Christian Science starts from the premise that there is...

Interpreter

Christian Science starts from the premise that there is one First Cause, self-existent, eternal, infinite; one intelligence or Mind, the Being men call Spirit or God, the Principle of all true existence. Perfect Mind expresses itself in perfect ideas, so that creation is spiritual, ideal, perfect in every detail. Now matter,—that which appears to the senses,—with all its evil and discord, is the negation of this; is, in fact, the result of the carnal or mortal mind, a false, imperfect sense of things, which, for the very reason that it is a false sense of things, must of necessity be destroyed by Truth, must cease to have even an apparent reality. Material objects are consequently the counterfeits of spiritual ideas, and, speaking absolutely, unreal; much as, from the ordinary standpoint, the distorted landscape seen through a bad pane of glass is unreal. Material selfhood is a false, imperfect, mortal sense of man's true, spiritual, perfect, eternal individuality, which in-true, spiritual, perfect, eternal individuality, which in-God, in whom "we live, and move, and have our being." Even a healthy material body is not the reality of man, but health is a nearer approximation to reality than is sickness, and is one step at any rate on the road to that final conquest over physical conditions which found its perfect expression in Jesus of Nazareth, in whom "the Word was made flesh;" through whom, that is to say, the expression of the divine Mind, the spiritual idea, was made manifest to mortals.

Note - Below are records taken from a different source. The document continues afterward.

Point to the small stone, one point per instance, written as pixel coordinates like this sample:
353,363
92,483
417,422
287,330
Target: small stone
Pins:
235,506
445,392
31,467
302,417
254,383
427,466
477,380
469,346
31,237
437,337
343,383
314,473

Any one who will read, intelligently and carefully, the above resume of Christian Science teaching, will find that it solves the difficulties brought forward by our critic. To judge by the latter's criticism, it would seem that Christian Science denied everything and left existence a dreary blank. On the contrary, it takes away nothing but the false, imperfect sense of things; it leaves the true behind. It does not say there is no rose, no landscape; it does say that the rose, and the landscape, as God created them, present a glory of which mortal sense has only a faint conception. "Eye hath not seen, nor ear heard, neither have entered into the heart of man, the things which God hath prepared for them that love him." "Things which are seen were not made of things which do appear." It will be noticed from what has been said that mortal mind cannot create anything; this false sense of things can only seem to counterfeit, to give a false sense of God's perfect creation.

The fact is that the critics of Christian Science persist in setting up a man of straw and then proceeding to demolish him. The point on which all without exception come to grief is their inability to distinguish those statements of Science and Health which deal with the absolute, that is, with the truth of being, the real, from those which deal with the mortal concept, the unreal. Christian Scientists have, probably almost without exception, gone through the same difficulties, the mistake arising from the tendency of the human mind to read the absolute statements relatively. Thus, when the critic sees such a statement as that man is spiritual and perfect, he immediately imagines that it applies to the ordinary mortal as such, and is either hilarious or angry over it; instead of realizing that it applies to man's real selfhood, the image and likeness of God, of which the mortal is the counterfeit. Such misconception will lead him to think, like our critic, that Christian Science teaches that mortal man is already perfect and there is no need for repentance; whereas Christian Science teaches that sin is unreal, inasmuch as it is no part of man's true selfhood, and must be proved to be unreal by its destruction, which destruction can only come about as Christ, Truth, destroys the illusion of pleasure in sin. Where Truth appears, error disappears.